The alkaline phosphatase is a powerful predictor of cardiovascular mortality in general population or patients with renal or CVD [30]. It plays a role in pathogenesis of vascular calcification. It hydrolyzes and thus inactivates the inorganic pyrophosphate which is an inhibitor of vascular calcification by binding to microcalcification in the early phase of calcification process [31]. Panh et al. showed that, in patients free of CVD, high ALP was positively and independently associated with coronary artery calcification [32]. Perticone et al. illustrated that ALP significantly and negatively affected the endothelium-dependent vasodilation in naïve hypertensive patients [33]. In the present study, ALP is negatively associated with VRI values in our KT patients. There did not differ statistically between serum ALP level and myostatin level in our study.

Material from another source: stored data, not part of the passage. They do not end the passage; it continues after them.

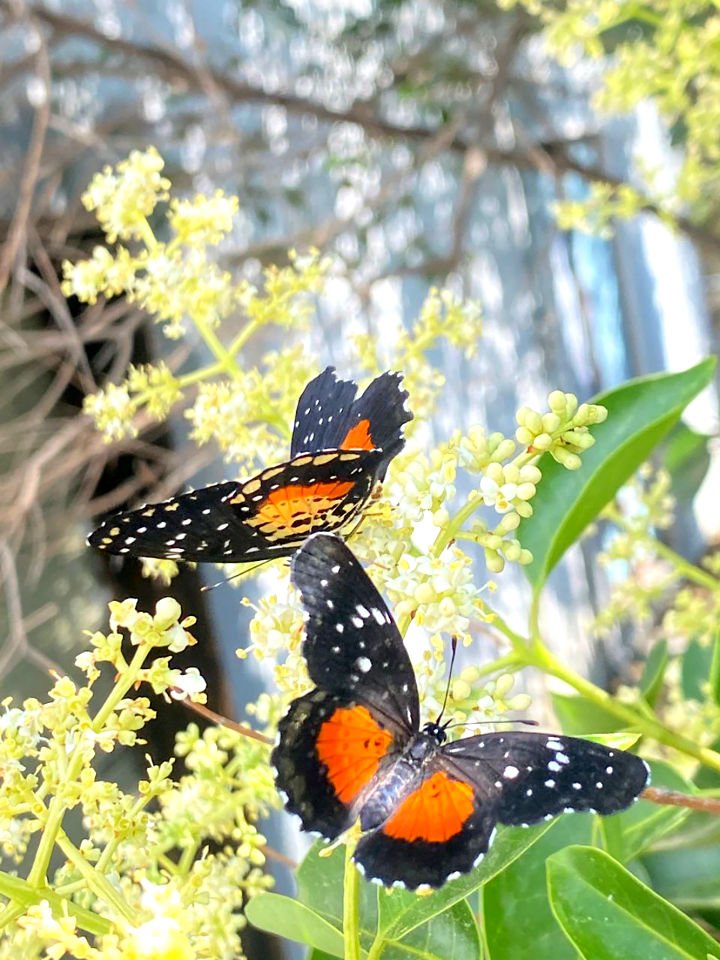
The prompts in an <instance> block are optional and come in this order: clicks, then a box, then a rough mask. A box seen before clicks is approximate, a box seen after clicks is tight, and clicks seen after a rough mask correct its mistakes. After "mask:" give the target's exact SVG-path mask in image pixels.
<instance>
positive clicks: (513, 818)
mask: <svg viewBox="0 0 720 960" xmlns="http://www.w3.org/2000/svg"><path fill="white" fill-rule="evenodd" d="M441 757H442V762H443V764H444V765H445V767H446V769H447V770H448V773H450V774H451V775H454V776H459V777H463V778H465V779H466V780H467V781H468V782H469V783H472V784H473V785H474V787H475V790H476V793H477V796H478V797H479V798H480V799H481V800H482V801H483V802H485V803H488V804H490V805H492V806H493V807H494V808H495V810H496V814H497V819H498V821H499V822H500V823H505V824H508V825H511V826H518V825H523V824H530V823H537V822H538V821H540V820H545V819H550V818H551V817H554V816H556V815H557V814H559V813H565V812H572V811H581V810H590V811H592V812H593V813H601V814H604V815H607V814H611V813H617V812H619V811H620V810H624V809H625V808H626V807H629V806H630V804H631V803H633V801H634V800H636V799H637V797H638V796H639V795H640V793H641V792H642V790H643V789H644V788H645V786H646V785H647V782H648V779H649V769H648V766H647V764H646V763H645V761H644V760H641V759H640V757H636V756H635V755H634V754H632V753H628V752H627V751H625V750H613V749H610V748H609V747H605V746H603V745H602V744H599V743H595V742H593V741H592V740H582V739H579V738H577V737H566V736H563V735H557V736H556V735H554V734H544V733H523V732H511V733H504V734H499V733H491V734H487V735H485V736H482V735H481V736H477V737H467V738H465V739H462V740H456V741H454V742H453V743H449V744H446V745H445V746H444V747H443V749H442V754H441Z"/></svg>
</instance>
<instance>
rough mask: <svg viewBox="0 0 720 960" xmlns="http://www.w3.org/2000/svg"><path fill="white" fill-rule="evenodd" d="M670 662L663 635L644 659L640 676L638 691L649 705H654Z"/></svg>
mask: <svg viewBox="0 0 720 960" xmlns="http://www.w3.org/2000/svg"><path fill="white" fill-rule="evenodd" d="M669 662H670V656H669V654H668V649H667V640H666V639H665V638H664V637H663V639H662V640H659V641H658V642H657V643H656V644H655V645H654V646H653V648H652V650H651V651H650V653H649V654H648V658H647V660H646V661H645V666H644V668H643V673H642V677H641V678H640V691H641V693H642V694H643V696H644V697H645V700H646V701H647V703H649V704H650V706H651V707H653V706H655V702H656V700H657V698H658V695H659V693H660V691H661V690H662V683H663V679H664V677H665V671H666V670H667V665H668V663H669Z"/></svg>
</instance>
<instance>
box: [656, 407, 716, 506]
mask: <svg viewBox="0 0 720 960" xmlns="http://www.w3.org/2000/svg"><path fill="white" fill-rule="evenodd" d="M709 442H710V437H708V436H706V435H705V434H704V433H696V432H695V430H691V429H690V427H688V426H687V424H685V423H682V422H681V423H677V424H675V426H674V427H673V429H672V430H671V431H670V433H669V434H668V437H667V440H666V441H665V443H664V444H663V447H664V449H663V454H662V462H663V466H664V467H665V469H666V470H667V471H668V473H669V474H670V480H671V487H670V491H671V493H672V495H673V496H674V497H675V499H676V500H677V501H678V502H682V503H690V502H691V501H692V499H693V497H694V496H695V494H696V493H697V492H698V490H699V488H700V484H701V483H702V482H703V480H704V479H705V474H706V473H707V471H708V467H709V466H710V450H709V447H708V444H709Z"/></svg>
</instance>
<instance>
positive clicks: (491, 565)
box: [485, 550, 505, 573]
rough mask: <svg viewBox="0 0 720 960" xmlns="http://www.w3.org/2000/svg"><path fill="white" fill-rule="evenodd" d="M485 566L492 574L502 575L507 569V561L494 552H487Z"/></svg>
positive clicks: (485, 559)
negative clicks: (506, 568)
mask: <svg viewBox="0 0 720 960" xmlns="http://www.w3.org/2000/svg"><path fill="white" fill-rule="evenodd" d="M485 565H486V567H487V568H488V570H489V571H490V573H502V572H503V570H504V569H505V560H504V558H503V557H501V556H500V554H499V553H496V552H495V551H494V550H486V551H485Z"/></svg>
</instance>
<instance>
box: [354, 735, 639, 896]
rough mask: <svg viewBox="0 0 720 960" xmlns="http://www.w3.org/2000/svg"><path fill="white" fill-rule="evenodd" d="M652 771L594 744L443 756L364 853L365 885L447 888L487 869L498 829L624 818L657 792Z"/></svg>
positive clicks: (615, 751) (491, 751) (499, 745)
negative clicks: (609, 816)
mask: <svg viewBox="0 0 720 960" xmlns="http://www.w3.org/2000/svg"><path fill="white" fill-rule="evenodd" d="M648 777H649V771H648V768H647V765H646V764H645V762H644V761H643V760H641V759H640V758H639V757H636V756H634V755H633V754H631V753H627V752H625V751H623V750H612V749H609V748H607V747H604V746H602V745H600V744H597V743H594V742H592V741H590V740H580V739H577V738H574V737H565V736H553V735H548V734H537V733H515V732H512V733H505V734H497V733H493V734H487V735H485V736H478V737H468V738H465V739H462V740H456V741H454V742H453V743H449V744H446V745H444V746H443V747H441V748H440V750H439V752H438V753H437V754H435V756H433V758H432V759H431V761H430V763H428V764H427V766H426V767H425V768H424V770H423V777H422V779H421V780H420V781H419V783H418V784H417V785H416V786H415V788H414V789H413V790H412V791H411V792H409V793H408V794H407V795H406V796H405V798H404V799H403V801H402V802H401V803H400V804H399V805H398V807H397V808H396V810H395V811H394V812H393V814H392V815H391V816H390V817H389V818H388V819H387V820H386V821H385V822H384V823H383V824H382V825H381V826H380V827H379V828H378V829H376V830H374V831H373V832H371V833H369V834H367V835H366V836H364V837H363V838H362V839H361V840H360V842H359V843H358V846H357V849H356V852H355V858H356V860H357V861H358V862H359V864H360V865H361V867H362V869H363V870H364V871H365V873H366V875H367V876H368V877H369V878H371V879H375V880H378V881H380V882H381V883H384V884H387V885H392V884H393V883H395V884H398V883H401V884H403V885H405V886H407V887H410V888H413V889H414V888H417V887H418V886H422V885H428V886H430V887H438V886H442V884H443V883H445V882H446V881H447V880H450V879H452V878H453V877H455V876H457V875H459V874H462V873H465V872H467V871H468V870H470V869H471V868H472V867H473V866H474V865H475V864H477V863H478V862H479V860H480V859H482V856H483V855H484V853H485V852H486V851H487V849H488V847H489V846H490V844H491V842H492V837H493V833H494V829H495V825H496V823H504V824H508V825H511V826H527V825H529V824H531V823H537V822H538V821H540V820H545V819H550V818H551V817H554V816H556V815H557V814H559V813H564V812H569V811H581V810H592V811H593V812H596V813H601V814H611V813H617V812H618V811H620V810H624V809H625V808H626V807H628V806H629V805H630V804H631V803H632V802H633V801H634V800H635V799H636V798H637V797H638V796H639V794H640V793H641V792H642V790H643V789H644V787H645V786H646V784H647V782H648Z"/></svg>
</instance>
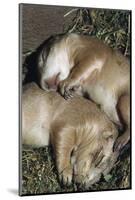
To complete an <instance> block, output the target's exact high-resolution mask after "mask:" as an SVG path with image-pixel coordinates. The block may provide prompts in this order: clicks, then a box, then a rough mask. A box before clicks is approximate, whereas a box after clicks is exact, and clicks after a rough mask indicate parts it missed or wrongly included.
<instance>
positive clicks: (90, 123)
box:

There were several limitations in this study. First, this was a cross-sectional study, and the enrolled subjects were relative small in number. Hence, the results of present study need further large cohort study to investigate the correlation of myostatin and endothelial function in this patient population. Second, the pro-myostatin is cleaved at Golgi apparatus or extracellular space by furin protein convertase to generate N- and C-terminal fragments [34]. The C-terminal that was shown to be capable of forming disulfide-linked homodimers was the mature biologically active form of myostatin. The C-terminal myostatin could be purified from the serum by monoclonal antibody [35]. In the present study, we only measure the total serum myostatin but not the active form. Finally, the dialysis types and dialysis time before KT, potentially influencing the VRI and vascular calcification, did not measure in this study that may affect serum ALP and myostatin level. Further studies are needed to confirm this hypothesis and to evaluate the potential clinical consequences.

CONCLUSION

Our study showed that serum myostatin level was positively associated with endothelial function measuring by DTM in KT patient. Older age and elevated ALP have negative impact on endothelial function in this patient group. The underlying mechanism of myostatin in this positive association with endothelial function and its potentially clinical implication requires further investigation.

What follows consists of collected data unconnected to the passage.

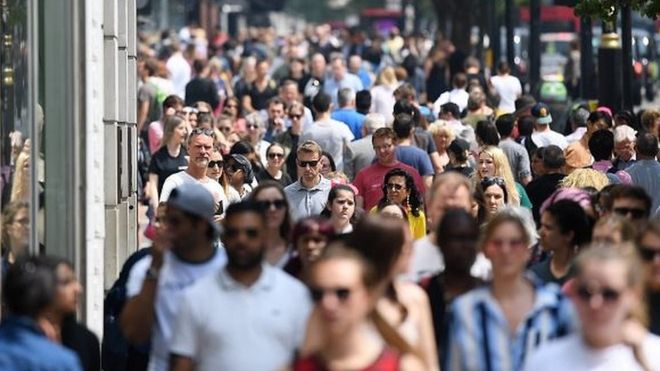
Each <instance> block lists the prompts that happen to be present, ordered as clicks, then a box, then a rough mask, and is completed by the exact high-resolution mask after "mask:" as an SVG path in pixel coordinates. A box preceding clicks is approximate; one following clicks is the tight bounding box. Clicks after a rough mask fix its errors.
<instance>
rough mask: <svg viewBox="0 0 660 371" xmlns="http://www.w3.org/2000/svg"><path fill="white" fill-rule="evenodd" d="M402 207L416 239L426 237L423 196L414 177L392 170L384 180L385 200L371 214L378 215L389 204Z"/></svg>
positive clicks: (397, 171) (380, 203)
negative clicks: (376, 214)
mask: <svg viewBox="0 0 660 371" xmlns="http://www.w3.org/2000/svg"><path fill="white" fill-rule="evenodd" d="M392 203H394V204H397V205H401V206H402V207H403V208H404V209H405V210H406V211H407V213H408V215H407V216H408V225H410V232H411V233H412V235H413V238H414V239H418V238H422V237H424V236H425V235H426V215H425V214H424V210H423V208H424V204H423V202H422V196H421V195H420V194H419V191H418V190H417V187H416V186H415V181H414V179H413V177H412V176H411V175H410V174H408V173H407V172H406V171H405V170H403V169H398V168H397V169H392V170H390V171H388V172H387V174H385V178H384V179H383V198H381V200H380V201H379V202H378V205H376V206H374V207H373V208H372V209H371V210H370V211H369V212H371V213H378V212H380V210H381V209H382V208H383V207H385V206H387V205H388V204H392Z"/></svg>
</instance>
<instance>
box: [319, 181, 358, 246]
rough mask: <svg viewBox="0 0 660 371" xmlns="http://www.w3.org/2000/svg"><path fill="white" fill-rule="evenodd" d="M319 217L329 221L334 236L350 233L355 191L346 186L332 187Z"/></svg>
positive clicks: (354, 200)
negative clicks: (327, 219)
mask: <svg viewBox="0 0 660 371" xmlns="http://www.w3.org/2000/svg"><path fill="white" fill-rule="evenodd" d="M321 216H324V217H326V218H328V219H329V220H330V224H332V227H333V228H334V230H335V234H336V235H342V234H346V233H351V232H352V231H353V223H355V190H354V189H353V187H352V186H350V185H346V184H338V185H335V186H334V187H332V189H330V192H329V193H328V202H327V203H326V205H325V209H323V211H322V212H321Z"/></svg>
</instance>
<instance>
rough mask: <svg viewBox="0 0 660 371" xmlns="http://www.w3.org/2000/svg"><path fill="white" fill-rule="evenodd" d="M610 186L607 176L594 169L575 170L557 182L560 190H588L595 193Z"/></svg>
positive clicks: (609, 182)
mask: <svg viewBox="0 0 660 371" xmlns="http://www.w3.org/2000/svg"><path fill="white" fill-rule="evenodd" d="M609 184H610V180H609V179H607V175H605V174H603V173H601V172H600V171H597V170H594V169H576V170H574V171H573V172H572V173H571V174H570V175H567V176H566V177H565V178H564V179H562V180H561V181H560V182H559V186H560V187H561V188H588V187H593V188H595V189H596V190H597V191H600V190H601V189H603V188H604V187H605V186H606V185H609Z"/></svg>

Financial support and sponsorship

This study was supported by a grant from Hualien Tzu Chi Hospital, Buddhist Tzu Chi Medical Foundation, Hualien, Taiwan (TCRD106-04).

Conflicts of interest

Dr. Bang-Gee Hsu and Dr. Ming-Che Lee, the editorial board members at Tzu Chi Medical Journal, had no roles in the peer review process of or decision to publish this article. The other authors declared that they have no conflicts of interest.